Cientos de hombres como él murieron de esta manera y sólo a uno se le reconoce características de héroe: a Gregorio Urbano Gilbert, que mostró sus heridas por toda América Latina como prueba fehaciente de los abusos cometidos por los invasores al pueblo dominicano.
Pero hay otro caudillo que no combatió a los norteamericanos y que en la imaginación popular es un héroe, un mito: Desiderio Arias. Desiderio es un caso interesante. Sólo su muerte lo reivindica como figura mítica, la muerte con acechanza, con alevosía, la muerte a traición, ejecutada precisamente por ese hombre nuevo. El resto de su historia tiene sólo interés para demostrar lo que un hombre, envuelto en el destino de la Nación, no debe ser ni hacer. Su mito miente: Desiderio sí mató; Desiderio sí hizo mal; Desiderio no tuvo valor; Desiderio no fue visionario; Desiderio limitó su acción a un regionalismo que no iba más allá del país. Por su torpeza o su vanidad o, quizás, por las dos cosas, cometió actos que debilitaron las posibilidades del pueblo dominicano de enfrentar a los norteamericanos. Pero Desiderio combatió al hombre nuevo, al monstruo creado para someter al pueblo, utilizado por el imperialismo para mantener a raya a los súbditos de los países subdesarrollados… fue muerto por este, y el pueblo le perdona todo lo demás.
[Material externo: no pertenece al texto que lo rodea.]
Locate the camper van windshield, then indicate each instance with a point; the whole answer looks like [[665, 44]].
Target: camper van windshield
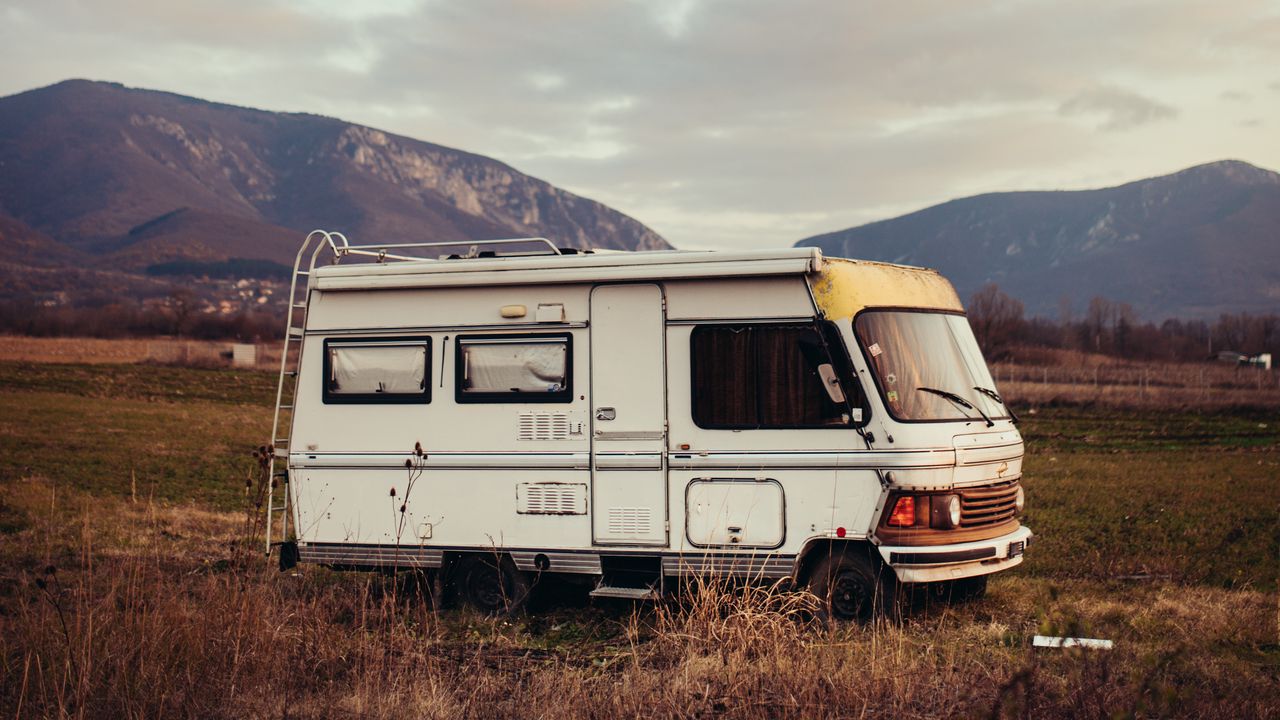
[[920, 359]]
Victoriano sobrevivió su gesta de patriota, permaneció en su estancia, rico y poderoso, aceptó las imposiciones del hombre nuevo, Rafael Trujillo, y terminó sus días como se los anunció la vidente Eufrasia Socías, tranquilamente en su casa, al lado de su mujer Margarita Helú, disfrutando la vida de hacendado para la cual luchó. El autor quiso ser honesto, fiel a la historia. Sólo se permitió ese juego de voces delirantes que recomponen a un hombre y que crean ficción de la realidad. Voces delirantes que parecen conformar a un hombre cuasi mítico. Voces que traen a este hombre al presente para dejar que seamos nosotros, los lectores, quienes lo dimensionemos. Quizás esta sea la manera más sutil de juzgar a un hombre que, una vez, realizó una hazaña en defensa del pueblo; la mejor estrategia para lanzar el mito o terminar con el mito.


(1) García, José Enrique. Una vez un hombre. Editorial Gente. Santo Domingo, República Dominicana. 15 mayo 2000.
(2) La palabra “gavillero” no existe en la lengua castellana; es un localismo dominicano derivado de gavilla, formado en nuestro país para designar, primero, a ladrones y cuatreros, y luego a los rebeldes que pelearon contra los norteamericanos durante la ocupación de 1916 a 1924.
(3) De Crescenzo, Luciano. Los mitos de los héroes. Barcelona, España, Editora Seiz Barral S.A., 1955, 189 pp.